Essa conversa tem de existir. E tem de existir pelas imagens. Um bom filme, feito com inteligência, pode ser muito contundente e construtivo. Mesmo que destrua. Que repense a história. Pode ser muito forte. As questões com Portugal são dolorosas e violentas. O cinema português tem muito trabalho a fazer nesse sentido. O Pedro Costa tem algo de interessante sobre isso, com aquela personagem maravilhosa, a Vitalina Varela. Muito bonito. Não tenho muito que falar sem ser como observador, que quero ver o que vai ser feito. Talvez uma nova geração faça isso. A França já o faz, a partir dos anos 90. O “Cachet”, por exemplo, foi bem chocante quando estreou. Estava aqui em Cannes, era crítico de cinema. Como observadores temos de ver o que os portugueses vão fazer com esse passado. Mas o facto é que muito pouco foi feito até agora a partir do cinema português.
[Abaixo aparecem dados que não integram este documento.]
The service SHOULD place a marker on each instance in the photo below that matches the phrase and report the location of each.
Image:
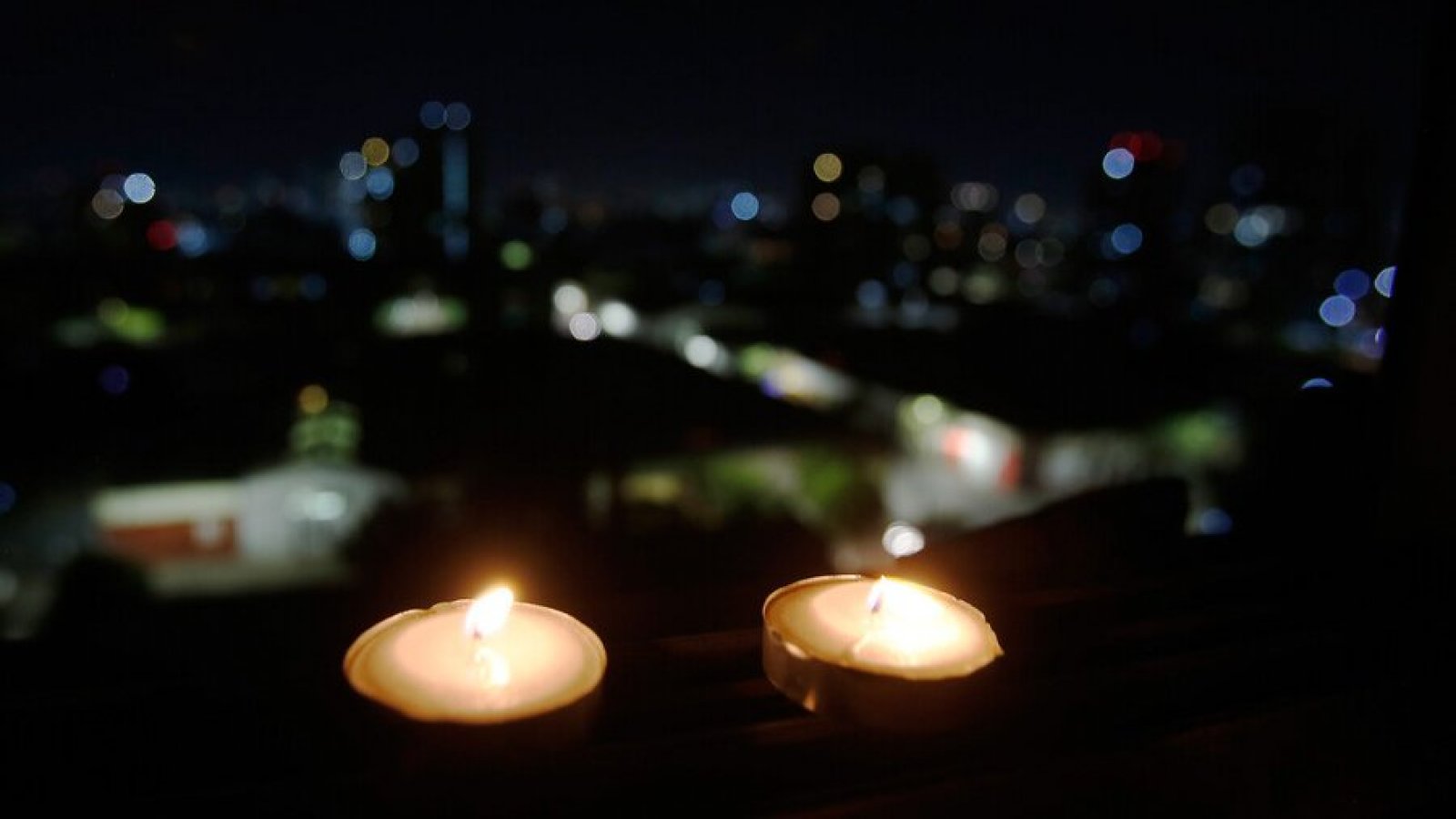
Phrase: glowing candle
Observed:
(490, 661)
(885, 653)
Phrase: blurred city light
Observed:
(361, 244)
(516, 256)
(744, 206)
(138, 188)
(1385, 281)
(353, 165)
(824, 207)
(568, 298)
(584, 327)
(1118, 164)
(313, 399)
(1220, 219)
(827, 167)
(618, 319)
(1337, 310)
(108, 203)
(1127, 238)
(1030, 208)
(977, 197)
(375, 152)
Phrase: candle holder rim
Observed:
(371, 634)
(772, 632)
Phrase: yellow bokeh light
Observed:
(313, 399)
(824, 207)
(827, 167)
(375, 150)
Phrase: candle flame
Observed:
(877, 596)
(899, 602)
(488, 612)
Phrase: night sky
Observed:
(615, 99)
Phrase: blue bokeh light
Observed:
(1385, 281)
(1127, 238)
(744, 206)
(363, 244)
(1337, 310)
(138, 188)
(1118, 164)
(871, 295)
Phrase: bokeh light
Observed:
(1385, 281)
(375, 152)
(1251, 230)
(902, 540)
(361, 244)
(138, 188)
(584, 327)
(1337, 310)
(193, 239)
(824, 207)
(353, 165)
(979, 197)
(162, 235)
(1220, 219)
(1127, 238)
(744, 206)
(1118, 164)
(568, 298)
(108, 203)
(517, 256)
(928, 410)
(944, 280)
(313, 399)
(703, 351)
(1030, 208)
(618, 319)
(827, 167)
(871, 295)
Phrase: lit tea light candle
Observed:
(885, 653)
(490, 661)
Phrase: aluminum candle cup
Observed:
(877, 652)
(521, 671)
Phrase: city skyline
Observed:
(626, 104)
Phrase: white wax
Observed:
(917, 632)
(426, 665)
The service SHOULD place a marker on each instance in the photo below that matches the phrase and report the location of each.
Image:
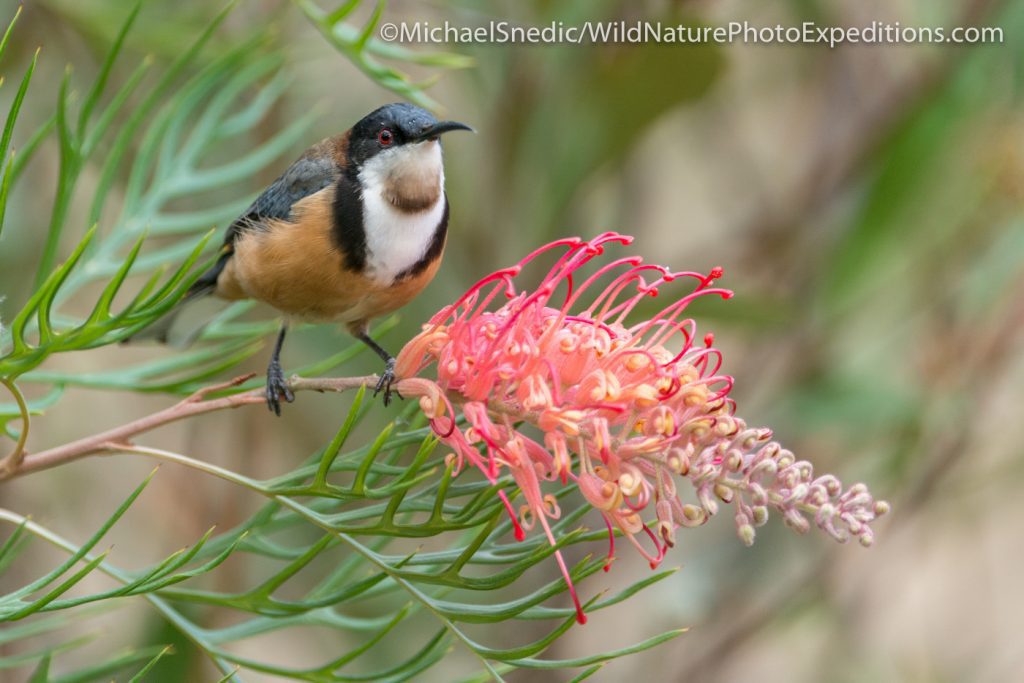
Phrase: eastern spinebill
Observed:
(352, 230)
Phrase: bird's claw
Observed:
(385, 381)
(276, 388)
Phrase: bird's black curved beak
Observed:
(435, 130)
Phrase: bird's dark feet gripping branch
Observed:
(352, 230)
Voltemos a “Retratos Fantasmas”. Nota-se a influência que a sua mãe teve na sua vida e neste documentário. Que cinema é que partilhavam?
Ela falava-me sempre do “Vertigo”. Quando o vi, já tinha morrido, e era como se já conhecesse o filme. Também me falou do “Rear Window”, que vimos juntos. Passei a infância com esses dois filmes. Era obcecada com esses filmes. Alguns detalhes estavam até equivocados, o que é maravilhoso. Falava muito da escada, que é o final do “Vertigo”. Adorava o Milos Forman, o “Hair”, não vi porque não tinha idade.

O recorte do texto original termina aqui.